My first question was just to ask, what is your current DUC inventory? And assuming that there is some resumption of activity in the second half of '20, is -- are the DUCs the most likely first target for spending?
Yes. Thanks, Jeffrey. Appreciate the question. We do have some DUCs built up because, obviously, as we shut down our completion crews, we still had rigs running. And so we've got a few DUCs built up, which is not -- our traditional MO is to build up a DUC inventory. Currently, we have 5 uncompleted wells that are ready to be fracked. Those, as you pointed out, will be the first level of activity that we would spend capital dollars on as we get towards later in the year. And obviously, your costs associated with that is just the C side of the D&C costs. So it's much more minimal than both the drilling and completion costs.
Right. And I was wondering what your current nat gas flaring look like. And what do you anticipate for that in the future?
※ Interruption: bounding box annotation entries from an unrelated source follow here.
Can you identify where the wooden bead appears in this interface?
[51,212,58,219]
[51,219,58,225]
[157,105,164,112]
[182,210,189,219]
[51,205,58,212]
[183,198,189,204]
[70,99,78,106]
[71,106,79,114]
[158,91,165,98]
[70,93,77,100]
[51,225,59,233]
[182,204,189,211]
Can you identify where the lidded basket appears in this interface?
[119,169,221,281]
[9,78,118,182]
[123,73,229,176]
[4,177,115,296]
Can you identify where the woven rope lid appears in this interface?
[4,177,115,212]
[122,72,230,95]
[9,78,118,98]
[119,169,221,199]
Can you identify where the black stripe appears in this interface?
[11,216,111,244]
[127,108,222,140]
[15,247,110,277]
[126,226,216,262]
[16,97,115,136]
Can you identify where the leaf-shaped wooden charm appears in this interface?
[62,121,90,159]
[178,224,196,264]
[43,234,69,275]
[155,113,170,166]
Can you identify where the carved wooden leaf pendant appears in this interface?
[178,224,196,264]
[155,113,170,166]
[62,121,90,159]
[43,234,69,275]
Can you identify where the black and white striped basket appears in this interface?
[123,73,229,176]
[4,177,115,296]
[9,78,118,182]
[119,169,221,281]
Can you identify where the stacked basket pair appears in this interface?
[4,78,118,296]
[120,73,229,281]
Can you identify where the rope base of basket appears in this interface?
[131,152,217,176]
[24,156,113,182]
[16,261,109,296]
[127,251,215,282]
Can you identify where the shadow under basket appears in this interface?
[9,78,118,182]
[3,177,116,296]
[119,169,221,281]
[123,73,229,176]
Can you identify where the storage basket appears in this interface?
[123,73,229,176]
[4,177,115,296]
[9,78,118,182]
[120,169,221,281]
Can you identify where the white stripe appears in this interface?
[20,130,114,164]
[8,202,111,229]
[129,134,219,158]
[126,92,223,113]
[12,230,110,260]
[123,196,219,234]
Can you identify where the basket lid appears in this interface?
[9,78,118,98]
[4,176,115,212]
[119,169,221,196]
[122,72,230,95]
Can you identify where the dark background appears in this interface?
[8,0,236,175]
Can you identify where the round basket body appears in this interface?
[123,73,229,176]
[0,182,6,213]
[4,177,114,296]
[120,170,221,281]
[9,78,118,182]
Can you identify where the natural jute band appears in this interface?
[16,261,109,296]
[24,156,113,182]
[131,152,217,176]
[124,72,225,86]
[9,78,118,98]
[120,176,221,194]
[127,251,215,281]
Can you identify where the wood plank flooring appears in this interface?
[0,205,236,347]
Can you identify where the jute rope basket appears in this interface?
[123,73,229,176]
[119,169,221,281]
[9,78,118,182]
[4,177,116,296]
I don't think we've disclosed a percent flaring number. But I think what we've shown traditionally is that we've been on the lower end of the industry relative to our peers. And I think we do a good job managing that. Any Mcf flared is a wasted molecule in my book. So we do our best to not have any. That being said, there are areas where they're more isolated. And so sometimes it's harder to get midstream pipelines to those locations in a timely manner. That said, it's continued to come down over time, and it's a process that we manage very carefully.
And if I can ask one last quick one. Going back to services, just wondering, is there any concern about obtaining the necessary services when you're ready to get going, again, bearing in mind the drastic shutdown of E&P activity currently?
Yes. I'll pass that over to our COO, who's a little closer to services. But yes, I don't think we're going to see an issue coming out of this. But Matt, do you have any commentary on that?
The conversations I've had with folks suggest that somewhere in the approximately 1 month of lead time is kind of a good rule of thumb for coming back out and picking up rigs or picking up frac spreads. So we're trying to, to the best of our ability, lead that appropriately.
Thank you. There are no further questions in the queue at this time. And now I'd like to turn the call back over to Sean Smith.
Great. Thank you. These are certainly challenging times for the industry and Centennial as well. But hopefully, what you saw from our release is that we are clearly prioritizing the balance sheet, and it's a bit of a shift away from the growth company that we had originally positioned this to be. So focusing on balance sheet and liquidity is what we're going to be doing going forward. And hopefully, that's what you'll see coming in the next earnings call and beyond. So appreciate everybody's participation on the call and look forward to future conversations. Thank you.
Thank you. This concludes today's conference call. You may now disconnect, and have a good day.